The Maztica Campaign Guide does a wonderful job in both giving a solid grounding in the lore of the setting for those unfamiliar with the AD&D 2E version as well as updating the setting for D&D 5E. This was particularly important to me because of the huge changes implied for Maztica due to first the Spellplague in 4E and then the Second Sundering in 5E. I used the guide to create a surrounding setting for running The Hidden Shrine of Tamoachan from Tales from the Yawning Portal in a 5E Forgotten Realms game.
I did, however, occasionally find the pages hard to read - the thin serif font on a white page with a piece of (lovely) monochrome background art looked nice, but hurt my eyes to look at (particularly on a screen) after a time. I did print a few pages for quick reference at my table and they looked better - but the font could still have benefitted from being a bit thicker. A lay-out scheme more akin to the WotC house style would probably have worked better.
The Maztican character races, classes, spells, items and other options were well handled and appreciated, as were the (few) new monster statblocks and the sample adventure at the end. Some of the subraces were a bit underwhelming compared to their 2E counterparts, but this is a minor complaint. The map at the end of the book is the one big low point for me - it's very blurry, low resolution, done in the 3E style - I suspect it's reused from somewhere.

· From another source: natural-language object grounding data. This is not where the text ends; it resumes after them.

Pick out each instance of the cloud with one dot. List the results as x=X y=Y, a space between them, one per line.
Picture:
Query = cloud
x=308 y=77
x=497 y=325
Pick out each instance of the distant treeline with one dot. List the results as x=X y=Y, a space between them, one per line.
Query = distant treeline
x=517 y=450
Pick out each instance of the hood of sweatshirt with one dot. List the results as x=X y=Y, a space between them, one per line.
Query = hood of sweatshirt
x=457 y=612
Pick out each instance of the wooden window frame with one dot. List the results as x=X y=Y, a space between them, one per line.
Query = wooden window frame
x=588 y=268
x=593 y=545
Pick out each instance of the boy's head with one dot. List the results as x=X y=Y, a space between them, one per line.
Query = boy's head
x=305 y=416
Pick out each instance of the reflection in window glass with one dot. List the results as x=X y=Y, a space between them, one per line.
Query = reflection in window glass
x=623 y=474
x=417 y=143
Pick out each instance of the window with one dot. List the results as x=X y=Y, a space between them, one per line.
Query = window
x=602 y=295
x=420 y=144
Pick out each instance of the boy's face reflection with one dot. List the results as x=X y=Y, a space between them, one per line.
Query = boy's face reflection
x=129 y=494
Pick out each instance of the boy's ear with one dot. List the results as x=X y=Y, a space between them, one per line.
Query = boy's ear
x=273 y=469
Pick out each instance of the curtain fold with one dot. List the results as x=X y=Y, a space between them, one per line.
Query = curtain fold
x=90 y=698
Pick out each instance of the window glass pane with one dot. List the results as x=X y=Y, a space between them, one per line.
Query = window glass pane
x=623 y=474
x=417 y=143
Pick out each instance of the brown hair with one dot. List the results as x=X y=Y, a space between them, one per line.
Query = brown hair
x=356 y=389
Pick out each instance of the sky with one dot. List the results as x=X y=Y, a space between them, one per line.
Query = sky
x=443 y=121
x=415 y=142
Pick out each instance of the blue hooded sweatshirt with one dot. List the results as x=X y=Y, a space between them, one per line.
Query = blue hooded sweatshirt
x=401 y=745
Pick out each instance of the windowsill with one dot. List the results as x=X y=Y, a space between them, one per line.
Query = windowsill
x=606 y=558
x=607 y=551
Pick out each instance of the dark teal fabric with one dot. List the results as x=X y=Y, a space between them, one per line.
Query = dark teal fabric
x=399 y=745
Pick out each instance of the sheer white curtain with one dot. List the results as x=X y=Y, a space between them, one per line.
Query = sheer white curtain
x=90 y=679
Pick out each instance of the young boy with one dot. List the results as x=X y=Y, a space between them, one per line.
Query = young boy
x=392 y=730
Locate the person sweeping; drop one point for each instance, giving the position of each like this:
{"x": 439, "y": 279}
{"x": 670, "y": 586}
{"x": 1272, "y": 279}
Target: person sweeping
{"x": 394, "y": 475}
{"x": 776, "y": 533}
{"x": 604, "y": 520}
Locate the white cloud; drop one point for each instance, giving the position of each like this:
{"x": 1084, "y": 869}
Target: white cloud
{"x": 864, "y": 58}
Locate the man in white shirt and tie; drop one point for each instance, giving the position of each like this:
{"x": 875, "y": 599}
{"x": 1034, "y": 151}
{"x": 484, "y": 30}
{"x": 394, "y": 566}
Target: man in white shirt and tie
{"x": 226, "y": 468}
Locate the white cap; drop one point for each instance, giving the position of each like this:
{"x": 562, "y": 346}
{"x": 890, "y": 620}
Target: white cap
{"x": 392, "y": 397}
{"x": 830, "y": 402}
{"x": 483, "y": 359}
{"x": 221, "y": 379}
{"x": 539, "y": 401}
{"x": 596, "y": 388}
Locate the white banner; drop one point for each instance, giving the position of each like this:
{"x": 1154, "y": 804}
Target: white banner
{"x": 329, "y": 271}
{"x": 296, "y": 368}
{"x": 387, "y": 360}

I've seen better custom maps of 5E Maztica (and indeed, used one), and it would've done the authors well to commission such a map.
If there was one thing really missing from the guide that I would have very much appreciated, it would be a random encounter table, something keyed to the unique Maztican setting, using both MM monsters and monsters from TWC.
However, all of that is irrelevant when you consider the depth and breadth of this updated version of Maztica and that the book is FREE. So who am I to criticize anything, really?